Option 2: Use transliterate directly¶
# Before
from unidecode import unidecode
result = unidecode("café")
# After
from translit import transliterate
result = transliterate("café")
transliterate() provides additional features not available in Unidecode:
# Language-specific transliteration
transliterate("München", lang="de") # => "Muenchen"
# Error handling modes
transliterate("♠", errors="ignore") # => ""
transliterate("♠", errors="preserve") # => "♠"
transliterate("♠", errors="replace",
replace_with="?") # => "?"
API comparison¶
| Unidecode | translit | Notes |
|---|---|---|
unidecode(s) |
unidecode(s) |
Direct alias |
unidecode(s) |
transliterate(s) |
Full-featured alternative |
unidecode_expect_ascii(s) |
transliterate(s, errors="replace") |
Default behavior |
unidecode_expect_nonascii(s) |
transliterate(s, errors="preserve") |
Keep unmapped chars |
Behavioral differences¶
Transliteration tables¶
translit uses its own hand-curated transliteration tables. Most common mappings are identical to Unidecode, but some edge cases may differ. A detailed character-level comparison across all 83 supported languages shows:
- 49,089 codepoints across all Unicode blocks tested comprehensively (no sampling)

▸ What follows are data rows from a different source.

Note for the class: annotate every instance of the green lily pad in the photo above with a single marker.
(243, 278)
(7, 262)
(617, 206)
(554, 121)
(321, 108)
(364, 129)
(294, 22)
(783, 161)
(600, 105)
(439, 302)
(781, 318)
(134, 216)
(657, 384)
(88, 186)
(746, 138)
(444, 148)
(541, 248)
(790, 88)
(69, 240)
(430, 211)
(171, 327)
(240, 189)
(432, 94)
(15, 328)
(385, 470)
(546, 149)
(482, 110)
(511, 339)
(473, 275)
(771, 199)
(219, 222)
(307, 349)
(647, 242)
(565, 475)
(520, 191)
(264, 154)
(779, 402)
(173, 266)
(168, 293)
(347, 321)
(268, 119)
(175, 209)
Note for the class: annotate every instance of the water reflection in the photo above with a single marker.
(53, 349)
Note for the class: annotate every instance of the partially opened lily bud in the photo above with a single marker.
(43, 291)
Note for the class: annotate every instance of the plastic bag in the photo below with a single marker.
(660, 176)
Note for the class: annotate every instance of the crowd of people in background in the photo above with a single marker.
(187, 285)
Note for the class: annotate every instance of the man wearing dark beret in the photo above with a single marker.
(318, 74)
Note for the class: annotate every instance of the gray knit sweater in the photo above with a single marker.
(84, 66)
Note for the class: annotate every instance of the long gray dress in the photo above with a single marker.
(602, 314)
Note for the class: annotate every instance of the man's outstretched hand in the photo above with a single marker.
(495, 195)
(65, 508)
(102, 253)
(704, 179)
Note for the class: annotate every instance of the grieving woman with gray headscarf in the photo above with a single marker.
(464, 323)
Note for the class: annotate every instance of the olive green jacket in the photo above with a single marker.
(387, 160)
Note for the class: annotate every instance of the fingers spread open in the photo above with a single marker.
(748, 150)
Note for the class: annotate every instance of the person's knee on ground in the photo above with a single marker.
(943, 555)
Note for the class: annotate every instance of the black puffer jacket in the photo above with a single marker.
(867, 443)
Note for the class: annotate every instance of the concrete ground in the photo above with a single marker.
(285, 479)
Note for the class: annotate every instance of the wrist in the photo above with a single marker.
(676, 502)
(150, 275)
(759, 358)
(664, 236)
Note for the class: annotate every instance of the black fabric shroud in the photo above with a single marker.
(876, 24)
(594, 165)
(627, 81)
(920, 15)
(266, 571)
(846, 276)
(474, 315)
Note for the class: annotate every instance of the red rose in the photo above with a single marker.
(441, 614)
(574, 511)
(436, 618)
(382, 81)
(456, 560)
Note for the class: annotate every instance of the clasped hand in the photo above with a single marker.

- 48,415 mapped by translit vs 47,408 by Unidecode — translit has broader coverage overall, with 1,136 characters only translit maps vs 129 only Unidecode maps
- Most differences are systematic: CJK pinyin casing (~20K), Korean romanization (~3.7K), inherent vowel handling in Brahmic scripts, and language-specific national standards
# Identical in both
unidecode("café") # => "cafe"
unidecode("北京") # => "bei jing"
# May differ for obscure characters
# translit aims for more linguistically accurate results
License¶
| Unidecode | text-unidecode | translit | |
|---|---|---|---|
| License | GPL-2.0 | Artistic-1.0 | MIT |
If your project requires MIT licensing, translit is a safe replacement.
text-unidecode migration¶
text-unidecode has the same API as Unidecode. The migration is identical:
# Before
from text_unidecode import unidecode
# After
from translit import unidecode